Go Back   Rhinocerus > Newsgroup > Newsgroup comp.lang.python

Reply
 
Thread Tools Display Modes
  #1 (permalink)  
Old 08-07-2012, 01:18 PM
Roy Smith
Guest
 
Posts: n/a
Default I thought I understood how import worked...

I've been tracking down some weird import problems we've been having with
django. Our settings.py file is getting imported twice. It has some
non-idempotent code in it, and we blow up on the second import.

I thought modules could not get imported twice. The first time they get
imported, they're cached, and the second import just gets you a reference to the
original. Playing around, however, I see that it's possible to import a module
twice if you refer to it by different names. Here's a small-ish test case which
demonstrates what I'm talking about (python 2.6.5):

In directory /home/roy/play/import/foo, I've got:

__init__.py (empty file)
try.py
broken.py


$ cat broken.py
print __file__


$ cat try.py
import broken
import foo.broken

import sys
for m in sys.modules.items():
if m[0].endswith('broken'):
print m


And when I run try.py (with foo as the current directory):

$ PYTHONPATH=/home/roy/play/import python try.py
/home/roy/play/import/foo/broken.pyc
/home/roy/play/import/foo/broken.pyc
('broken', <module 'broken' from '/home/roy/play/import/foo/broken.pyc'>)
('foo.broken', <module 'foo.broken' from '/home/roy/play/import/foo/broken.pyc'>)


So, it appears that you *can* import a module twice, if you refer to it by
different names! This is surprising. It means that having non-idempotent code
which is executed at import time is a Bad Thing.

It also means that you could have multiple copies of a module's global
namespace, depending on how your users imported the module. Which is kind of
mind-blowing.
Reply With Quote
Alt Today
Advertising
 
and become member of Rhinocerus
Standard Sponsored Links

  #2 (permalink)  
Old 08-07-2012, 01:52 PM
Steven D'Aprano
Guest
 
Posts: n/a
Default Re: I thought I understood how import worked...

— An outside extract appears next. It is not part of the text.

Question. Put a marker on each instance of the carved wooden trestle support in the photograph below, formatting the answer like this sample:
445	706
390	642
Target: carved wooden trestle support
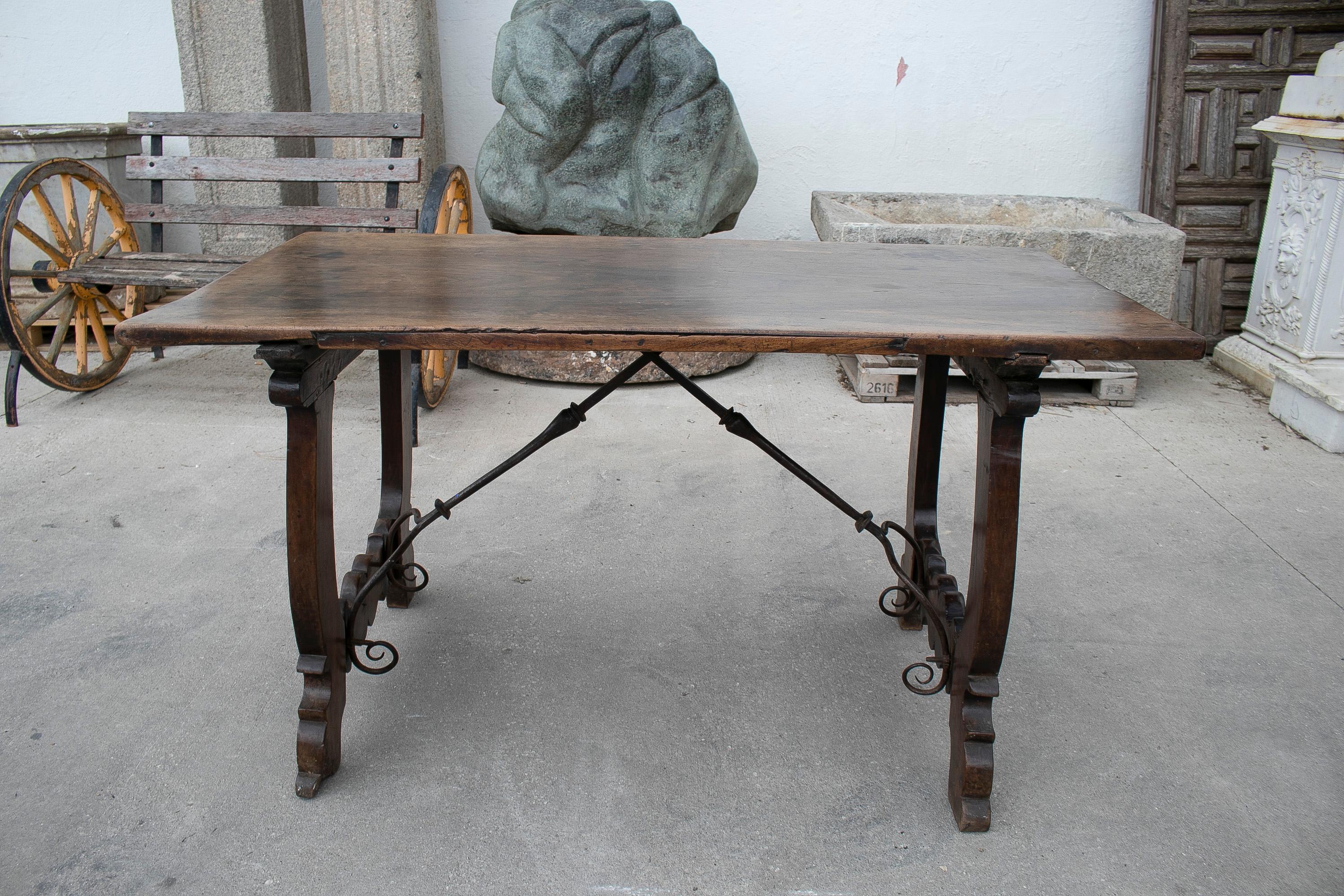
965	633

On Tue, 07 Aug 2012 09:18:26 -0400, Roy Smith wrote:

> I thought modules could not get imported twice. The first time they get
> imported, they're cached, and the second import just gets you a
> reference to the original. Playing around, however, I see that it's
> possible to import a module twice if you refer to it by different names.


Yes. You've found a Python gotcha.

The most common example of this is when a single file acts as both an
importable module, and as a runnable script. When run as a script, it is
known as "__main__". When imported, it is known by the file name. Unless
you take care, it is easy to end up with the module imported twice.

The usual advice is "never have one module used as both script and
importable module". I think *never* is a bit strong, but if you do so,
you need to take extra care.

> Here's a small-ish test case which demonstrates what I'm talking about
> (python 2.6.5):
>
> In directory /home/roy/play/import/foo, I've got:
>
> __init__.py (empty file)
> try.py
> broken.py


Aside: calling a module "try.py" is asking for trouble, because you can't
do this:

import try


> $ cat broken.py
> print __file__
>
>
> $ cat try.py
> import broken
> import foo.broken


Which are two names for the same module.


> So, it appears that you *can* import a module twice, if you refer to it
> by different names! This is surprising. It means that having
> non-idempotent code which is executed at import time is a Bad Thing.


Well yes. In general, you should avoid non-idempotent code. You should
doubly avoid it during imports, and triply avoid it on days ending with Y.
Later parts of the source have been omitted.